Julie Rizzitello, de 37 anos, recebeu uma sentença de uma década de reclusão após a Justiça de Nova Jersey, nos Estados Unidos, considerá-la culpada por manter relações sexuais com dois alunos. As investigações revelaram um padrão de manipulação e aliciamento, inclusive contra um menor de idade.

Como os crimes ocorreram

​As autoridades detalharam o envolvimento da ex-docente com duas vítimas distintas:

  • A primeira vítima (2017): O aliciamento começou quando o aluno, de 16 ou 17 anos, cursava o primeiro ano do ensino médio. A aproximação inicial ocorreu por meio de convites para almoçarem sozinhos na sala de aula. As conversas evoluíram de casuais para assédio, com Rizzitello confessando o desejo de ter relações com o rapaz. Os abusos ocorreram fora do ambiente escolar, como no carro, na casa da mulher e na empresa de sua família. Ela também induziu práticas sexuais sem preservativo e chegou a relatar uma suposta gravidez do jovem, afirmando ter feito um aborto em seguida.
  • A segunda vítima (2024): O caso envolveu outro estudante de ensino médio. Embora as relações sexuais tenham sido consumadas em maio de 2024, logo após o jovem completar 18 anos, a polícia concluiu que as táticas de aliciamento começaram enquanto ele ainda era menor.

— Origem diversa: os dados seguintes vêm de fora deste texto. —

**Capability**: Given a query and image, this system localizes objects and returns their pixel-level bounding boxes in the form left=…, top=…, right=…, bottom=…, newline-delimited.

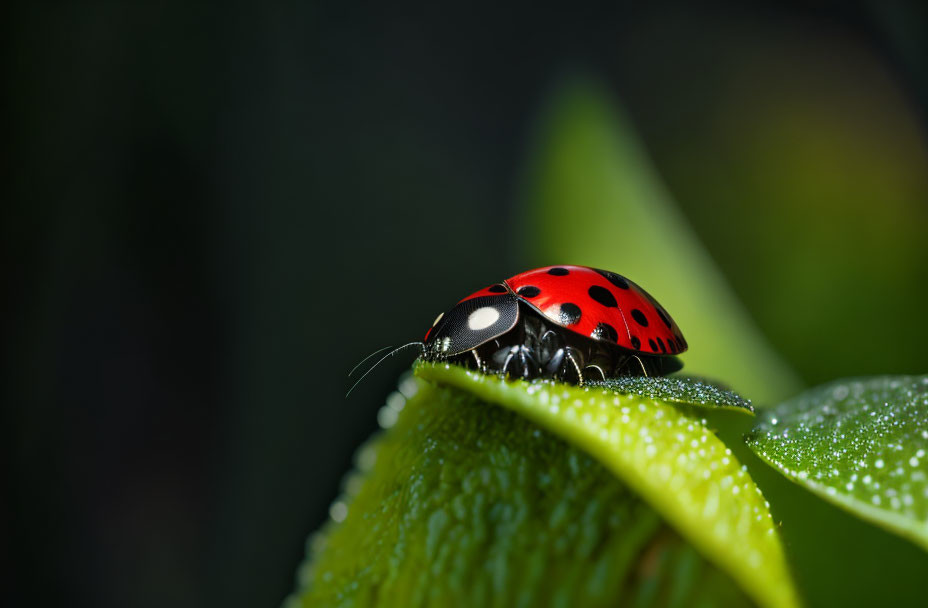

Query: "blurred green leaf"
left=521, top=79, right=800, bottom=403
left=748, top=376, right=928, bottom=549
left=286, top=368, right=760, bottom=607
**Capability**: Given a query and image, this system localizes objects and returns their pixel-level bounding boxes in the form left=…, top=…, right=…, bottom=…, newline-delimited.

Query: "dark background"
left=7, top=1, right=928, bottom=607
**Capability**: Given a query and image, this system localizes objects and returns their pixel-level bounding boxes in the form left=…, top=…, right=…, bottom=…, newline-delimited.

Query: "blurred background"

Tentativa de ocultação e condenação

​Casada desde 2017 e mãe de duas crianças, Rizzitello tentou obstruir a justiça. Durante a investigação, ela contatou as vítimas pedindo que apagassem qualquer evidência digital em seus celulares e computadores. Após ser presa em 2024, ela assumiu a culpa.

Penalidades impostas pelo tribunal:

  • ​10 anos de prisão (com possibilidade de recurso).
  • ​Cassação definitiva da licença para lecionar.
  • ​Registro vitalício no banco de criminosos sexuais.
  • ​Supervisão condicional pelo resto da vida.
  • ​Proibição total de contato com as vítimas.

O que disseram as autoridades

​Durante o julgamento, a juíza do caso foi categórica, descrevendo a atitude da ex-professora como o “comportamento de um predador sexual comum”.

​Raymond S. Santiago, promotor do Condado de Monmouth, reforçou a gravidade da situação em nota oficial. Ele explicou que não se trataram de “momentos de mau julgamento”, mas sim de ações sistemáticas de manipulação e isolamento. Santiago destacou que o trauma psicológico foi agravado por ter sido causado por alguém em quem se confiava para educar e proteger aquelas mentes jovens.